Agent -AS-A-Platform

In some of my tests, I encountered a website where the operator was prevented by any reason. For example, I tried to use Taskrabbit to book electrician, but OpenAI's agent told me that it encountered errors and asked if it could use alternative services. Expedia, Reddit and YouTube also prevented AI agents from accessing its platform.

However, other services are to embrace the operator with open arms. Instacart, Uber, and EBAY and Openai are launched for operators, allowing agents to navigate their websites on behalf of humans.

These businesses are preparing for AI agents to promote user interaction.

Daniel Danker, chief product officer of Instacart, said in an interview with TechCrunch: “Customers are using Instacart through various entry points.” “We think operators may be another entrance point.”

Let OpenAI's agents on behalf of a person using Instacart alone seems to separate Instacart from customers. However, Danker said that Instacart hopes to meet with customers no matter where you are.

EBAY's chief AI officer Nitzan Mekel-Bobrov said in an interview with TechCrunch: “We do have a significant impact on our beliefs (similar to Openai) to interact with consumers and digital properties.”

Mekel-Bobrov said that even if the popularity of AI agents is getting higher and higher, he hopes that users will always enter the eBay website and point out that “the online destination will not go anywhere.”

Trust

After several hallucinations, I encountered some problems of trustworthy operators, almost hundreds of dollars.

For example, I asked agents to find a parking lot near the new apartment. Eventually I hinted that two garages said that it only took a few minutes to walk.

The hallucination of parking space distance (Credit: Maxwell Zeff/Openai)

In addition to beyond my price range, the garage is actually far from my apartment. It can be arrived in one walk for 20 minutes, and the other walks for 30 minutes. It turned out that the operator placed the wrong address.
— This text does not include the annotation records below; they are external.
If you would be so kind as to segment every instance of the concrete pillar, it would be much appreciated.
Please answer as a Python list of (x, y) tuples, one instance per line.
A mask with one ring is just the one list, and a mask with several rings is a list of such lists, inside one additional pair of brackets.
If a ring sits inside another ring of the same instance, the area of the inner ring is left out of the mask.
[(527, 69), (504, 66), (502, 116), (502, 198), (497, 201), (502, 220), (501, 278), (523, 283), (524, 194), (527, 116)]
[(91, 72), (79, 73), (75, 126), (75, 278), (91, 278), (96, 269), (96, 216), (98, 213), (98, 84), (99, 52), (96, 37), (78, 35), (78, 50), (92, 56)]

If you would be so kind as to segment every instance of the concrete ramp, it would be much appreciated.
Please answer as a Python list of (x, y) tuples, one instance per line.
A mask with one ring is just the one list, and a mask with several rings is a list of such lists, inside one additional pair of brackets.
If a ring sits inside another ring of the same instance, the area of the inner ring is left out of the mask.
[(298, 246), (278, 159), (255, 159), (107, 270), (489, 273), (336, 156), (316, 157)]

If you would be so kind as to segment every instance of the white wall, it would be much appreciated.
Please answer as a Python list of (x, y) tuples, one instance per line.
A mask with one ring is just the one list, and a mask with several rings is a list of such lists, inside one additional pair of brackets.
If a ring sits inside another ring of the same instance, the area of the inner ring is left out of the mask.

This is why OpenAI does not give your agent your credit card number, password or access to email. If OpenAI does not allow me to intervene here, the operator will waste hundreds of dollars on the parking spaces I don't need.

Such hallucinations are actually key obstacles to the actual independent agent-they can figure out the task of troubles from the board. If the agent is easy to make basic errors, especially the errors with real world consequences, no one will believe them.

With the operator, Openai seems to have built some impressive tools to let the AI system browse the network. However, unless the AI foundation can reliably do what the user requires it, these tools will not constitute too much. Before that, humans will be trapped in auxiliary agents, not the opposite. That defeated this.